A new report by Deloitte Insights, however, says that China will soon be playing second fiddle to India as the biggest driver of global growth.
The report, entitled Ageing Tigers, hidden dragons, argues that there is a “third wave” of economic growth in Asia. The first wave was led by Japan in the 1990s before China took over. But the Chinese-led second wave has already peaked, making way for a third wave driven by India.
The third wave will be mostly driven by a massive increase in workers. Over the next decade, India’s working-age population will rise by 115 million. This is more than half of the 225 million expected across Asia as a whole.
Within two decades, India’s potential workforce will rise to 1.08 billion.
But it’s not just an increase in workers that will help propel the Indian economy. The new workers will be “much better trained and educated than the existing Indian workforce”, says Deloitte.

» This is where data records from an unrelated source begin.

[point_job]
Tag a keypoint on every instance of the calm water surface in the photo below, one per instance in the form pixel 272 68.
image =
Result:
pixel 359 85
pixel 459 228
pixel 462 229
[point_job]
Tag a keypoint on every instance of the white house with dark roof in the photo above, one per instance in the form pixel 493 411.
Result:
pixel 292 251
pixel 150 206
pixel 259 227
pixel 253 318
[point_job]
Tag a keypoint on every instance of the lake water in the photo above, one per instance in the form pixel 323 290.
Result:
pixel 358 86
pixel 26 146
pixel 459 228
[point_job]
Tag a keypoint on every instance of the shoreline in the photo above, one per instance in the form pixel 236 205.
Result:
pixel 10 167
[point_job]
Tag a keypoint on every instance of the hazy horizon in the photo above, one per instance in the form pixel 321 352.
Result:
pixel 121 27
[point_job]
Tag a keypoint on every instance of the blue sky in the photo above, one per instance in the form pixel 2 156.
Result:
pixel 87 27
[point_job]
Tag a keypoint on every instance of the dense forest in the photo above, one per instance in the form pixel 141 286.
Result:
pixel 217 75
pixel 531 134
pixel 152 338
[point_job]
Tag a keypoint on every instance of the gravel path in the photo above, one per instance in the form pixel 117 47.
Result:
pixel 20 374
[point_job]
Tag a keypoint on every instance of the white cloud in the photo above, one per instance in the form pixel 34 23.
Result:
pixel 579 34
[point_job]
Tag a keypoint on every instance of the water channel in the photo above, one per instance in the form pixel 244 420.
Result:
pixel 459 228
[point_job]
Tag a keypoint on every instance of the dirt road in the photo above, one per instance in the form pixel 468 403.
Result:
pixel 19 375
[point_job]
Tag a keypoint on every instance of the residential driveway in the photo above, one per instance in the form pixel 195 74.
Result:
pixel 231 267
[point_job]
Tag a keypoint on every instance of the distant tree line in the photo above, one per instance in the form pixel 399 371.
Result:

Meanwhile, Japan’s working-age population will shrink by more than 5 million, and China’s by 21 million, over the next 10 years.
In fact, India’s working population will soon outstrip China’s. While China’s population is already ageing, this won’t happen in India until halfway through the century.
China’s ageing problem
China’s ageing population will slow down its growth potential. While its one-child policy is no longer in force, the effects are still being felt. Soon, there will be fewer people of working age. Not only that, but because of the one-child policy, China’s population has aged faster than elsewhere.
As a result, China won’t feel the full benefit of its years of economic growth. “This is yet to seep into the consciousness of most of the world, which still regards China simply as a country with an extremely large population,” states Deloitte.
India won’t be the only Asian country to take over from China. Indonesia and the Philippines also have young populations.
What this means is that the size of the economy in India, the Philippines and Indonesia will rise, while that of other Asian countries will decline.
Countries that face this demographic decline have to support growth in other ways, says the report. This includes reforms that improve productivity – making workers more efficient – as well as being more open to migrants, and getting more women into the workforce.
A word of warning
“The next 50 years will be an Indian summer that redraws the face of global economic power,” concludes the report. But it issues a word of warning.
While rapid economic growth may be good news for India, a rising population could equally result in unemployment and social unrest. Getting richer isn’t guaranteed, says Deloitte.
“India needs the right institutional set-up to promote and sustain its growth. Otherwise its rising population could cause increasing unemployment and consequent social unrest.”